There were a variety of streams to the Enlightenment. Far from a hostile approach a la the French Revolution, Christianity and Enlightenment were wedded in the American mind of the time. That’s why it is so valuable to read both of these books together. The history and the results simply do not support the absolutist secular interpretation. As Baker states, “The American founding was a joint enterprise between Protestants and enthusiasts of a moderate Enlightenment.” A key distinction “is that while the institutional separation of church and state had many champions, those who proclaimed the separation of religion and politics were deeply in the minority.”
So what does this liberty look like once secularism loses its pretension to neutrality? Basically reality takes over, and we admit there is no common ground from which to claim one set of doctrines or beliefs or policies or ideas are superior while others are out of bounds. Secularism is just as partisan as any other view, and as such it comes to the public square as one partisan view among many. It cannot claim neutrality or superiority over any other view, and thus religious views are just as valid. It is a real competition of competing orthodoxies, may the best man win.
Here Baker makes an excellent encapsulation of his argument:
The foregoing analysis demonstrates that the oft-raised concern of “inaccessibility” of public arguments and assertions having some connection to religion is a chimera. There is no neutral view from nowhere, and thus we speak to each other from different Bergerian structures of plausibility.

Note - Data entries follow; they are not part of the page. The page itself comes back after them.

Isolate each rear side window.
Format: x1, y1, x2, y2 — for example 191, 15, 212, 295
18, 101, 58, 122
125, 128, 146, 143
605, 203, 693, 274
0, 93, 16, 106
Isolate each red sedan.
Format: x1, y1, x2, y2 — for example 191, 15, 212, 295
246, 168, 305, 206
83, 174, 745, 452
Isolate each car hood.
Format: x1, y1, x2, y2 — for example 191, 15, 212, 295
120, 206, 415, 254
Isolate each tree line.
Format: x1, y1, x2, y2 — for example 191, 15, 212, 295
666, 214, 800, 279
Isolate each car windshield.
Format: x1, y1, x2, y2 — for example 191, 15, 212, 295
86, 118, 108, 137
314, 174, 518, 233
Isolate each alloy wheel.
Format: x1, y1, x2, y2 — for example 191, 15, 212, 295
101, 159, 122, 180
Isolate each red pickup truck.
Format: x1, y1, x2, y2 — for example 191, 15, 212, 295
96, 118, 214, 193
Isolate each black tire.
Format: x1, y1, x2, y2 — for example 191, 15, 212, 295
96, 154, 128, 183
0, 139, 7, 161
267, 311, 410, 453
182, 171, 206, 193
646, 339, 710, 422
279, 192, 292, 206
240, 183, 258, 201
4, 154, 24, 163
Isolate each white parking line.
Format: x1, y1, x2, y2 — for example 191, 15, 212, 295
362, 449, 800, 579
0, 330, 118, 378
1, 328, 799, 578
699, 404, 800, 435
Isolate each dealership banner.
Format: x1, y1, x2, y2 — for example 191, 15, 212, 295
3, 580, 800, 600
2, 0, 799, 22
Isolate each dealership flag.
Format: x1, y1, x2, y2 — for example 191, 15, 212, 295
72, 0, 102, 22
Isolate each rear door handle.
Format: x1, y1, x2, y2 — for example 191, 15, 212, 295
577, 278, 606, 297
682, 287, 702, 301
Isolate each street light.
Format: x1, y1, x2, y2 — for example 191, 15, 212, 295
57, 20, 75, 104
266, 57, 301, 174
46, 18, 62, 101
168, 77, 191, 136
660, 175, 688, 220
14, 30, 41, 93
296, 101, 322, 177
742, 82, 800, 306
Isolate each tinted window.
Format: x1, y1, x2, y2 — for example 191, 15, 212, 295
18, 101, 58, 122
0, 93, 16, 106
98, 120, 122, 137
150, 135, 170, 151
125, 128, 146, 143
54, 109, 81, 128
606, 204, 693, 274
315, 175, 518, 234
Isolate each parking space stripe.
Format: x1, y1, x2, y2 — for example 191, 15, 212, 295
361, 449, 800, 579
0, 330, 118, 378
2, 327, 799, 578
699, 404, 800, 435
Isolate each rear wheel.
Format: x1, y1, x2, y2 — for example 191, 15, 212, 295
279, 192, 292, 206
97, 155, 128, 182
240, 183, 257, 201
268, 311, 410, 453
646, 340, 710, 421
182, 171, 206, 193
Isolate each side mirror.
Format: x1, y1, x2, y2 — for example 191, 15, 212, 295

Worldviews—philosophical, religious, non-religious, antireligious, gender-focused, race-centered, class-based, environmentally directed, Marxist, etc.—contend freely with one another in the public square. To single out one of those plausibility structures, the religious, and to treat it as uniquely inaccessible to those outside of that structure is to attempt to win a game by controlling the rule-making function. Robert George writes tellingly on this point when he notes that secularism has no more claim to neutrality than a starting pitcher of a baseball team who anoints himself umpire in the middle of the game and begins calling balls and strikes. Much of what others propose to us is “inaccessible” in the sense that we simply cannot buy into it and would probably never do so. Inaccessibility, posed as a unique feature of religious argumentation, and assertion, is a public relations stunt, not a reality.
It will take a very long time for this to become a reality in the public arena in America, if only because the “reality-defining institutions” as he calls them (education, media, entertainment) are dominated by committed, ideological secularist who will brook no place for religion. But truth has a funny way of winning out in the end, and just as one wall fell that exploded the lies of communism and socialism, so too this fictitious wall will one day fall of its own weight into the dustbin of history.